# HybridFlow

## Introduction

This repository is the official implementation of **HybridFlow: Resource-Adaptive Subtask Routing for Efficient LLM Inference in Edge-Cloud Collaboration**.

# Efficient LLM Collaboration Inference Framework

The High-Efficiency LLM Collaborative Reasoning Framework is an advanced system designed to optimize the collaborative reasoning process across multiple large language models (LLMs). By leveraging automatic task decomposition, dynamic model allocation, and parallel processing, this system efficiently solves complex problems that are difficult for a single model to handle.

## Core Features

- **Automatic Task Decomposition**: Utilizes a mature "Planner" model to decompose complex problems into a directed acyclic graph (DAG) consisting of a series of smaller, manageable subtasks.
- **Dynamic Model Allocation**: Intelligently assigns the most suitable model (e.g., a smaller, faster model or a larger, more powerful model) to each subtask based on its estimated difficulty.
- **Parallel Task Execution**: Employs a multi-threaded scheduler to execute independent subtasks in parallel, significantly reducing the overall processing time.
- **Comprehensive Performance Monitoring**: Track and report detailed performance metrics, including execution time, first token generation time (TTFT), token usage, and estimated cost, providing deep insights into system efficiency.
- **Batch Processing and Evaluation**: Supports batch processing of datasets and system evaluation, enabling robust model and system performance analysis.
- **Dataset Building Mode**: Built-in dataset building functionality that automatically generates high-quality "question-plan" pairs based on questions and reference answers, for fine-tuning the planner model.
- **Theoretical Performance Modeling**: It can generate theoretical performance reports (including Gantt charts) based on task plans and model performance data, which can be used to analyze and optimize task scheduling.
- **Benchmarking Tool:** Provides a standalone single-model test script (`single_model_only.py`) for direct benchmarking against the performance of collaborative frameworks.

## Working Principle

The system operates through a structured, multi-stage process:

1. **Planning (Task Decomposition)**: The user's query is first sent to a **Planner Model**. This model analyzes the problem and generates a detailed execution plan in XML format.
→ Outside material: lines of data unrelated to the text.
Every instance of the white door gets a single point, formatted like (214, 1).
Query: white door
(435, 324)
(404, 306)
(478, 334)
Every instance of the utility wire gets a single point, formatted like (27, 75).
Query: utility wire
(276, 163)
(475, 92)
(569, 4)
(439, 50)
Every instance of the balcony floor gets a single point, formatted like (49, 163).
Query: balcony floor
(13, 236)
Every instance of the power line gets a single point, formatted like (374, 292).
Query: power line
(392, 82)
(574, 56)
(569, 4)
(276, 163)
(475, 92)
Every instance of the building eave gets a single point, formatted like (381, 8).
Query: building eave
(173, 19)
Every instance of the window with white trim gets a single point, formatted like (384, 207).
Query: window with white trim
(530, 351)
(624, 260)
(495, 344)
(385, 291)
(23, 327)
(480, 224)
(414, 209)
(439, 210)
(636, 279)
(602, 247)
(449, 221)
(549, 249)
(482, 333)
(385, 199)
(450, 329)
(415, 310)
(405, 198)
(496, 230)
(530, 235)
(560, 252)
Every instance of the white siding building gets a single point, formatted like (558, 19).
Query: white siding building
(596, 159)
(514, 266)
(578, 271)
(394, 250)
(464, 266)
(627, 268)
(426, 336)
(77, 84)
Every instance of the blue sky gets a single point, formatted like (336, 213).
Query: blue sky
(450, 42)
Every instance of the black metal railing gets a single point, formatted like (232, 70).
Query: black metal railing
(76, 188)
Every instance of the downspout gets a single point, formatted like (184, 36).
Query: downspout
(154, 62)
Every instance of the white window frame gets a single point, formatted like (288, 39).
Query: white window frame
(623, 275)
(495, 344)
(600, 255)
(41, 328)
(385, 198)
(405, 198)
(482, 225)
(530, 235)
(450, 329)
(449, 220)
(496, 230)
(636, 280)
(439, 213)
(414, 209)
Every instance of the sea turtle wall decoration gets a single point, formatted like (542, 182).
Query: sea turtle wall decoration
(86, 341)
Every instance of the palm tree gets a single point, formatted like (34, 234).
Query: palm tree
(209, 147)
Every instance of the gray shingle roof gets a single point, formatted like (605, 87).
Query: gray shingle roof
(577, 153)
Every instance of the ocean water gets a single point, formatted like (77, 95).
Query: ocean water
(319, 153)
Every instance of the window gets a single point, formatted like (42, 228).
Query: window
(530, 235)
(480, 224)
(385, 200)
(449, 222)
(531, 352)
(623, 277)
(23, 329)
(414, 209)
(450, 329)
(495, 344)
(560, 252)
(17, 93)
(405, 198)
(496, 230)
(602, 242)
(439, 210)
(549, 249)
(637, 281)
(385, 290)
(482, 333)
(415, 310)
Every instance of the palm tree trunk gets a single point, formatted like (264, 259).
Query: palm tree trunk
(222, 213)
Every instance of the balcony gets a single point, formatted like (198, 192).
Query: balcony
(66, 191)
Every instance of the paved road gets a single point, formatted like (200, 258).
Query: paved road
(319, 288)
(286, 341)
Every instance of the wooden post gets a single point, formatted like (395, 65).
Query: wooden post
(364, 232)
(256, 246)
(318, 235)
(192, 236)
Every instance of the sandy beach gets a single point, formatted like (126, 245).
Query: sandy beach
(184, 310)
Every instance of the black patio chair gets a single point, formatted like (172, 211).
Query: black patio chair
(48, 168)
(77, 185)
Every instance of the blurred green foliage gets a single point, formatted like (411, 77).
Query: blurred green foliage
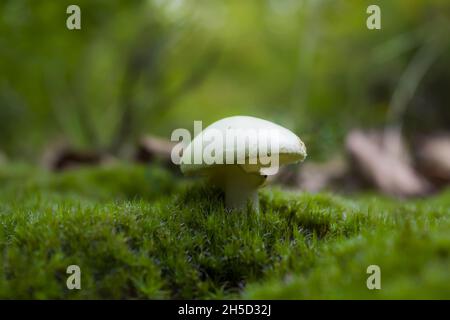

This plan outlines a series of steps, each containing specific tasks, estimated difficulty, token budget, and dependencies on other steps.
2. **Scheduling (Task Assignment)**: The system parses the XML plan to construct a Directed Acyclic Graph (DAG). The scheduler then identifies all tasks whose dependencies are satisfied and assigns them for execution.
3. **Execution (Solving Subtasks)**: Each assigned task is sent to an **Executor Model**. The system dynamically selects a small, efficient model for simpler tasks or a large, powerful model for more complex tasks based on the `Difficulty` attribute in the plan.
4. **Parallel Processing:** The scheduler uses a thread pool to execute multiple independent subtasks concurrently. When a task completes, the scheduler checks if any new tasks are unlocked due to satisfied dependencies and adds them to the execution queue.
5. **Aggregation (Generate Final Answer)**: Once all tasks in the plan are completed, the system collects the results of each step and performs a final aggregation to generate the final answer to the original query.
6. **Report:** After the process is completed, the system will generate a detailed report, including performance metrics, cost analysis, task dependency graph, and quantified evaluation scores.

## Installation and Setup

1. **Install dependencies**

It is recommended to create a virtual environment first.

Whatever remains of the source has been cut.